Caravan is a Kubernetes cluster provisioning service built on know-how that we accumulated and standardized from developing and servicing Nucleo. Whenever a new commit is created, Nucleo conducts an integrated test in Kubernetes clusters. Each integrated test entails modifications such as creating a new API or deleting the existing deployment in Kubernetes clusters. As a result, Kubernetes clusters will be left with different statuses before and after the test. Caravan resolved this so-called snowflake problem by conducting an integrated test on new commits with another cluster and deleting clusters that have different statuses after the test.

Caravan: Phase 1

The initial purpose of Caravan was to maintain a pool of Kubernetes clusters for various tests.
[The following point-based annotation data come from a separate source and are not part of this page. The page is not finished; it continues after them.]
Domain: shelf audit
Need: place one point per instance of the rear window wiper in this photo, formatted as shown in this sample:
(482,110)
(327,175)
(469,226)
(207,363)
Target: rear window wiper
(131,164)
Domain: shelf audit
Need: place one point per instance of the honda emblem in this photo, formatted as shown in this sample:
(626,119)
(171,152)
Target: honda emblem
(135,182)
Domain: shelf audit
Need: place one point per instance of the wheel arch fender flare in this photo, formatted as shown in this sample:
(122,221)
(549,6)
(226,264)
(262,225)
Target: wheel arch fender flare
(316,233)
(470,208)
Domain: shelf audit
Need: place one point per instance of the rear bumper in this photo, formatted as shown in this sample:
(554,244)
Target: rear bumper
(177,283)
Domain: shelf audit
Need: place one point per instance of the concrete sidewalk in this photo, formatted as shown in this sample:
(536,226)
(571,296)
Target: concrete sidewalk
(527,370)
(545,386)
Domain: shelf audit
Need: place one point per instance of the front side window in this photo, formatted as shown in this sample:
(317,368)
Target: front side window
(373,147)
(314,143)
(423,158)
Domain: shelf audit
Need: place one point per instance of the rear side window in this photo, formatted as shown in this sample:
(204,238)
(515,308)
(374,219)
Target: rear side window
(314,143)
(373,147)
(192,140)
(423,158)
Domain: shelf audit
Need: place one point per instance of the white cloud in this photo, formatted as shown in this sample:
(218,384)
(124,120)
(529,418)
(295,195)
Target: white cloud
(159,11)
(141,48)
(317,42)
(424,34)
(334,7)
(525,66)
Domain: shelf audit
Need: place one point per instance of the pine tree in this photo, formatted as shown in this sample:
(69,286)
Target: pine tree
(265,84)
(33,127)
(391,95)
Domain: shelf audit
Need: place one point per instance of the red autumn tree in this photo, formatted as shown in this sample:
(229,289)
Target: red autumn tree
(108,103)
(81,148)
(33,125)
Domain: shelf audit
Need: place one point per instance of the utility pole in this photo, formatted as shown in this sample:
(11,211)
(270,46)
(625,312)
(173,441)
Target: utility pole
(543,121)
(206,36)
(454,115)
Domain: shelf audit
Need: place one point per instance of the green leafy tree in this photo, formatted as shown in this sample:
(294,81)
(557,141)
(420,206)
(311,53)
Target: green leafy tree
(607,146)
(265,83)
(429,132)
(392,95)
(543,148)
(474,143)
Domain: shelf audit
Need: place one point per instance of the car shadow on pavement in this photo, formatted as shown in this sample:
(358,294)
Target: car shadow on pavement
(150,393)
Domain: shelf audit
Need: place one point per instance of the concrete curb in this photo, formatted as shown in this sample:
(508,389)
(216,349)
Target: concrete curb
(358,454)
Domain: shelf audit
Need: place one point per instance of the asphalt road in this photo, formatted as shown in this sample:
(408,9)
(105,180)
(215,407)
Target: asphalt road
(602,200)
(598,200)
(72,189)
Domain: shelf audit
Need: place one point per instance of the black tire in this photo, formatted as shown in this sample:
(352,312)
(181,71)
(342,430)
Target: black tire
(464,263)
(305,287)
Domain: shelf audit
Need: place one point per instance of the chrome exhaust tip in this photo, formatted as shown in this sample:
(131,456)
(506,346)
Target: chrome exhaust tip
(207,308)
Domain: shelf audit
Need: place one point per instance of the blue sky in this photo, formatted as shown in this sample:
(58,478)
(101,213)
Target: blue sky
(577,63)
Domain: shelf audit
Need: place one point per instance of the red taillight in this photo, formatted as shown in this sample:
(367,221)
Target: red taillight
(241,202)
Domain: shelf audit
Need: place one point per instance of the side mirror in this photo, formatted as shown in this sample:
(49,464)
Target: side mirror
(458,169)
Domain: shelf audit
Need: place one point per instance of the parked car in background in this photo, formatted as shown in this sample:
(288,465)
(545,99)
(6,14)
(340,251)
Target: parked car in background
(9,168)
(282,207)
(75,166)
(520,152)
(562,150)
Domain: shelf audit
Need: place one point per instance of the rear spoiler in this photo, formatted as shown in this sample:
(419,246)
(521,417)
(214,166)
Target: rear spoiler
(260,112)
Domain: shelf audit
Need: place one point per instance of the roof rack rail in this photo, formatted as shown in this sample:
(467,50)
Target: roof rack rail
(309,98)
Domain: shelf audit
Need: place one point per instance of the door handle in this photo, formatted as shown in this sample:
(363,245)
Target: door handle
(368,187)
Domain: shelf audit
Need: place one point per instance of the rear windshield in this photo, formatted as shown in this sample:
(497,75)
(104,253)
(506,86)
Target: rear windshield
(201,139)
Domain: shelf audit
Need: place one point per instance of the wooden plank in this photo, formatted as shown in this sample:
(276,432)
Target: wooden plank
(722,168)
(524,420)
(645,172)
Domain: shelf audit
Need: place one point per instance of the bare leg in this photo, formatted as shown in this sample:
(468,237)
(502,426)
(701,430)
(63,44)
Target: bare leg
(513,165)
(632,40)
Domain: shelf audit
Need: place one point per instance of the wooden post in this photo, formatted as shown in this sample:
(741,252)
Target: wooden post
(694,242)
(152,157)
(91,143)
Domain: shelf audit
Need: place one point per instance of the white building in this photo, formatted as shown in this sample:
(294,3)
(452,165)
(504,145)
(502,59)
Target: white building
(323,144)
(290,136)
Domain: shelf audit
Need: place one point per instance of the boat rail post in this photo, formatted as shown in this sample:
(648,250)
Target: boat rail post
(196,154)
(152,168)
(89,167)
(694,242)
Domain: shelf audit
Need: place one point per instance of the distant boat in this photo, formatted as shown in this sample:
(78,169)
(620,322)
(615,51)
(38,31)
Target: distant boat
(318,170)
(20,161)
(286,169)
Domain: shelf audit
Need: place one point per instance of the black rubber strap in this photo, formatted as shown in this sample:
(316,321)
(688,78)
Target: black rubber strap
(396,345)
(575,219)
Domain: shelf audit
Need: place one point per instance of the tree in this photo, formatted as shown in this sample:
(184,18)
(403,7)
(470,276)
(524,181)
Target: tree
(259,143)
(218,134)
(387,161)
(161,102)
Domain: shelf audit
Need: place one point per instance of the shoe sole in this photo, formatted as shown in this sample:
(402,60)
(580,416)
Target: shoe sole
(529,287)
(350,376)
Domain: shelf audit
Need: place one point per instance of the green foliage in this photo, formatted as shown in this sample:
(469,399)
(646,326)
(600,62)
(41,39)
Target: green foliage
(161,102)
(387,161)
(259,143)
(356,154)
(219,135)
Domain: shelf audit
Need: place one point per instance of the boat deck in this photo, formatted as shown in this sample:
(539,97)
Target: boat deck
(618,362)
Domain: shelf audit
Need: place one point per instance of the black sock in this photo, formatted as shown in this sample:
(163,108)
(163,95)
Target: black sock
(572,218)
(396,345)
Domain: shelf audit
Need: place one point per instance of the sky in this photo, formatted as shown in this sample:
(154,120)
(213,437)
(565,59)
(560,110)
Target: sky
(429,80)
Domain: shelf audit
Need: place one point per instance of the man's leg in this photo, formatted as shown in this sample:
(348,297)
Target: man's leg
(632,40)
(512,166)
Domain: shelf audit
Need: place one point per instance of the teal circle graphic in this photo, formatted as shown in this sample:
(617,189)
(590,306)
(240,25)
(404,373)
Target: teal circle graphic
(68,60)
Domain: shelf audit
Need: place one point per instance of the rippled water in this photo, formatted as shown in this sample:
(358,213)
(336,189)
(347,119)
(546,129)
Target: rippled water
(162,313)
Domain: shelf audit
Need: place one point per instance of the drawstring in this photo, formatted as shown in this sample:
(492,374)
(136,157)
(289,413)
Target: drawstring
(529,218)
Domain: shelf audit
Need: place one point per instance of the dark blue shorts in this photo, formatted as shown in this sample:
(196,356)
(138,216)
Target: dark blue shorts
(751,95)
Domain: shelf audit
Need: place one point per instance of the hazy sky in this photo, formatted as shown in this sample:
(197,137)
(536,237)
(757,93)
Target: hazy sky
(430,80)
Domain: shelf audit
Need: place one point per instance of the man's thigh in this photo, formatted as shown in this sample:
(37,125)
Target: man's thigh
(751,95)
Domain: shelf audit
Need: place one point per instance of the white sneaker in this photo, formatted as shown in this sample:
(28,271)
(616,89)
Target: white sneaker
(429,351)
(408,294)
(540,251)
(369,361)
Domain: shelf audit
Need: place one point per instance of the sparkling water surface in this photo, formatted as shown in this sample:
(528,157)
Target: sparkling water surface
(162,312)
Clusters in the pool were assigned at the start of a test and automatically deleted within a certain time frame after the test. Rancher was used for Kubernetes cluster provisioning. Node templates for IaaS (Infrastructure as a service) were created, and these node templates were used to create clusters. We used cron to schedule jobs to run every 10 minutes in order to maintain the number of idle cluster pools.

We identified a few issues with Rancher, and the biggest issue came from using RKE. Rancher creates clusters with Docker Machine based RKE, and RKE can be extended with a Docker Machine driver. However, RKE’s limited compatibility (i.e., being compatible with Docker only) emerged as a problem when the team decided to adopt Containerd as a container runtime for the future Kubernetes architecture.

By design, Rancher requires a cattle-cluster-agent per cluster and a cattle-node-agent on each node of the cluster. These two agents report the status of the cluster via secure WebSocket (WebSocket over TLS) to the core of Rancher (This structure is similar to communications between kubelet and kube-apiserver). When a large cluster with many subclusters or nodes is created in Rancher, communications from numerous agents could result in excessive overload of the Rancher server. Then, Rancher often mistakes such overload as a problem with a normally functioning cluster and returns an error to the Kubernetes API request.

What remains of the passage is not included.